Redefining Success For Young Men
Zac Sielder is a clinical psychologist and men’s health researcher. Zac has spent the past several years working out how to better understand and respond to male distress and suicidality. He has worked with a diverse range of men and boys, from those with HIV+ to Indigenous youth in Darwin.
His focus is on using a strength-based approach to working with men and masculinity, and in his role as Director of Mental Health Training, is developing the world’s first online training program, Men in Mind, to upskill mental health clinicians, with the goal of keeping clients attending, motivated and improving throughout their treatment.
There’s a lot of talk that the time has finally come to shed our Covid lockdown skin and morph back into a fully realised version of ourselves that existed prior to March 2020.
The idea that we can just get back on the horse, let alone remember how to ride it, is one rife with problems when you start to consider the unique trajectories some have experienced over the past 18 months.
The group that jumps out at me as being most at risk of slipping through the cracks are young men. It just takes looking at the stark statistics that we had coming into the pandemic, with young women consistently outperforming young men across the board from health to education to employment outcomes, to see that a storm was on the horizon.
Now, without the right social scaffolding to support and transition young guys out of this period, we risk serious ramifications on their health and wellbeing and indeed the social fabric of our next generation.
To be clear, this is not a sob story for young guys who we know have plenty of privilege and opportunity on their side. It’s more a belief that rather than families, educators, health professionals, employers and the justice system continuing to bear the burden of these young men feeling unheard and misunderstood as they strive towards an unattainable and unrealistic standard of manhood, we can find ways to reach into their lives and open up lines of communication.

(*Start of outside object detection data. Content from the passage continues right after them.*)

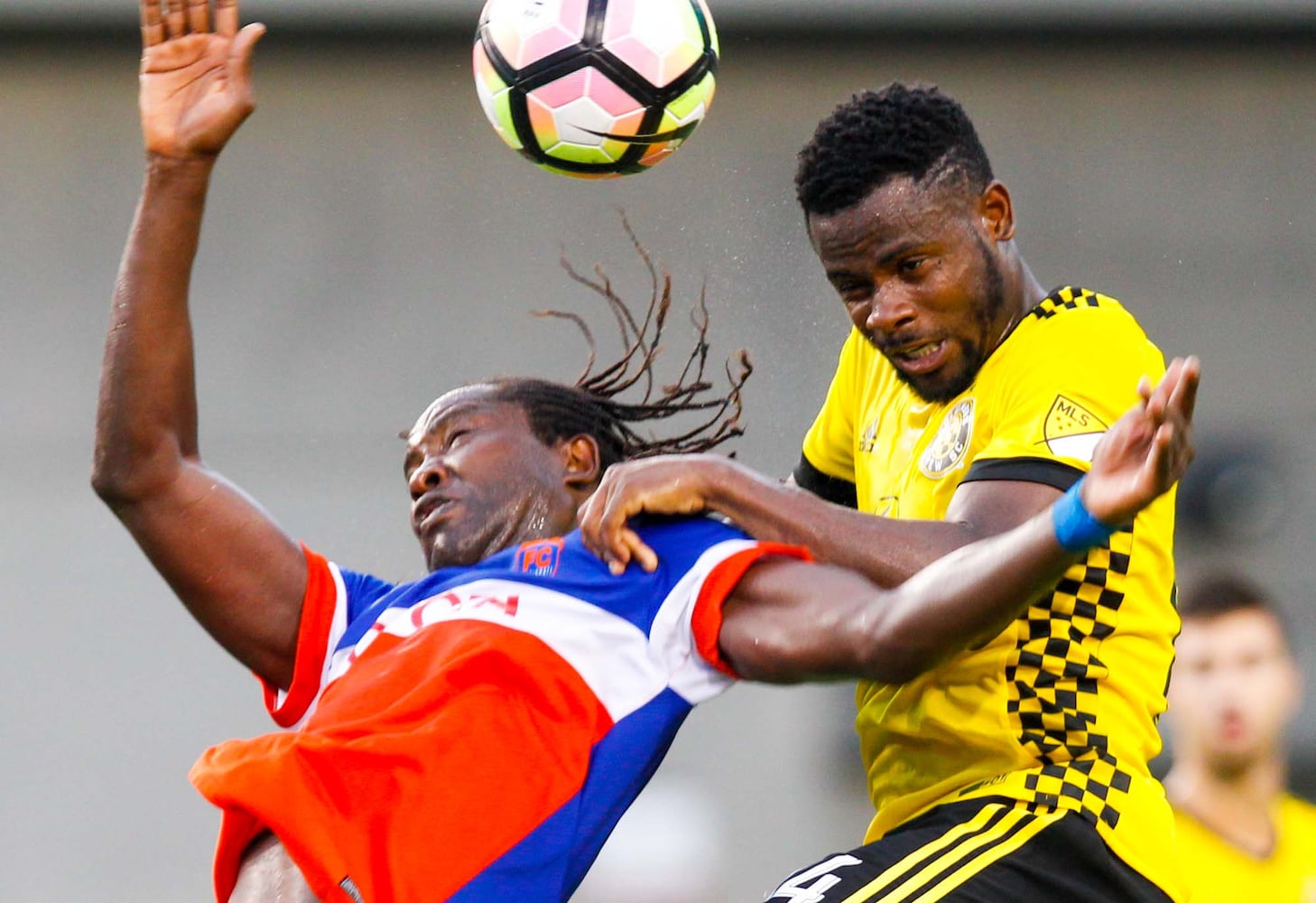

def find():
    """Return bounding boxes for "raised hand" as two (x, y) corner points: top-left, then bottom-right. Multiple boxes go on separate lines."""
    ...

(138, 0), (264, 158)
(1083, 357), (1201, 526)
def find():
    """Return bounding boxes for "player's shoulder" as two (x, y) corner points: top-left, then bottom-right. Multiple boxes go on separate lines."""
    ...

(987, 285), (1164, 378)
(1024, 285), (1146, 340)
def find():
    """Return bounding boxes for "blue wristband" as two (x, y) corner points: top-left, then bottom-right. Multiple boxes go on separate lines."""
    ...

(1052, 479), (1116, 553)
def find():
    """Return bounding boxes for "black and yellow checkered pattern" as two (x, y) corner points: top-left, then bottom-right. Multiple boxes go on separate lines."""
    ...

(1029, 285), (1113, 320)
(1006, 533), (1133, 828)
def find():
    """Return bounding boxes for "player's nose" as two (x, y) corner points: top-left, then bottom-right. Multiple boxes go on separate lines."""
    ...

(407, 455), (448, 498)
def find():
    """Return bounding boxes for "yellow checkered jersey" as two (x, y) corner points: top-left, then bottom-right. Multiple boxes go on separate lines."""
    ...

(804, 287), (1183, 899)
(1174, 794), (1316, 903)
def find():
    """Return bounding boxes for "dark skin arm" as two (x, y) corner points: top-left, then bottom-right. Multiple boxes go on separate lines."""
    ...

(92, 0), (307, 688)
(579, 434), (1060, 586)
(718, 358), (1199, 684)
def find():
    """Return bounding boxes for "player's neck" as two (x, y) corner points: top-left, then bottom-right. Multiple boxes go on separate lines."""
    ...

(1164, 757), (1285, 858)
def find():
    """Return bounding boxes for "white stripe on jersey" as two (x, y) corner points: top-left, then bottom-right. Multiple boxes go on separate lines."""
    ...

(317, 540), (754, 721)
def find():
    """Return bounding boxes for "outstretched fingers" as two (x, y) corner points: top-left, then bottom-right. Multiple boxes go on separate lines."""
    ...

(142, 0), (164, 47)
(164, 0), (187, 38)
(187, 0), (210, 34)
(215, 0), (238, 38)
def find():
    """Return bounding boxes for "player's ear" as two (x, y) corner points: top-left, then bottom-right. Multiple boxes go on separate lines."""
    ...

(558, 433), (603, 494)
(978, 181), (1015, 241)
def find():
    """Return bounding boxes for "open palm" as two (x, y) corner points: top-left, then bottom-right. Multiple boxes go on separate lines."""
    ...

(138, 0), (264, 156)
(1083, 357), (1200, 524)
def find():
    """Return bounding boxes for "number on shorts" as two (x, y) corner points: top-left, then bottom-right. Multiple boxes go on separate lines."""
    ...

(764, 853), (863, 903)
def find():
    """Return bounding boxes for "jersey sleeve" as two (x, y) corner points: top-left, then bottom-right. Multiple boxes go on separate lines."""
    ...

(793, 329), (865, 508)
(261, 546), (392, 728)
(690, 543), (813, 681)
(640, 517), (811, 704)
(963, 296), (1164, 489)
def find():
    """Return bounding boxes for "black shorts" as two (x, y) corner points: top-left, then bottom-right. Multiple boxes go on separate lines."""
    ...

(765, 796), (1170, 903)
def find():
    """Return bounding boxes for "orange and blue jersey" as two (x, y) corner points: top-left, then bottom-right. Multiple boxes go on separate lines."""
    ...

(190, 518), (805, 903)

Without robust and meaningful social connections, emotion regulation skills and flexible ideas of what success actually looks like, these guys have struggled and it’s taking its toll.
All of us have had the rug pulled out from underneath us throughout the past 18 months, with plans for things such as travel, study or a career shake-up put on the backburner. Nonetheless, the expectations of success remain the same. Be productive, get that promotion, keep up your social connections, stay fit … the list goes on.
Most of us have failed to achieve what we set out to do, but with years in a career, or a university degree under our belt, we had a frame of reference to begin to understand that none of this is of our own doing and we’ve got the foundations to fall back on.
Many young men we’ve spoken to in our research at Movember have described feeling fundamentally unprepared to deal with life’s challenges, frustrated and forgotten as the pandemic has gone on. Throughout the pandemic, as our physical worlds shrunk and our online identity defined us, externally visible sources of success became even more rampant, and we need to now retrain and prioritise fostering an internal, self-determined life satisfaction.
In a global survey we conducted at Movember among almost 4000 young men aged 18-34, more than half (52 percent) of them noted that they’d missed out on chances they’ll never get back due to the pandemic. This isn’t a startling finding; in fact, it’s the narrative that underpins it that is cause for concern.
The reason that this feeling of underachievement is uniquely problematic for this generation of young men is the fact that many of them feel embarrassed, uncomfortable or emasculated by the thought of sharing these fears with friends or family.
This contributes to a culture of silence that means many young men fixate on their future, and whether they will be “a success”, without having a realistic blueprint of what actually reflects “success”.
Some 46 percent of our young men surveyed said they don’t feel prepared to deal with future problems they may face, and it’s because they’re facing them alone.
Our investigation uncovered a connection between young men’s real-life anxieties, and the binary definitions of masculine success reinforced across their lives – from sports fandoms and social media banter to gaming, education, work and dating. In short, the message many young guys are internalising is that if they aren’t the best at something, they are a failure.
It turns out that by surviving off a diet of success that is tied to external validation from your pay packet or promotion, you end up starving for purpose and meaning.
The same dialogue is running rampant in too many of these young guys’ minds, fuelled by the feeling that they are alone, that they are somehow unique in their sense of shame around not being able to live up to a standard of success that they see as the “bar”. In fact, they are the norm rather than the exception.
The making of complex, vulnerable, healthy and caring men must be purposeful and requires more voices speaking to the reality, the messy ups and downs, trial and error; the idea that simply trying to find your own path and figure things out is success in and of itself, as opposed to not trying. We need male role models coming forward and speaking not only to how they overcame challenges, but how they are still grappling with them, that the work never ends, but is necessary and enriching.
Young guys are starving for some openness, honesty and a bit more positivity in their lives.
That’s what Movember’s moustache signifies – it’s about doing things a little differently, getting itchy and pushing past the discomfort of looking like Freddie Mercury gone wrong to realise what we’re capable of as men. We need to add our health, our mates, our role as fathers, and realise that if we don’t all succeed as men together (by looking after ourselves), then none of us do.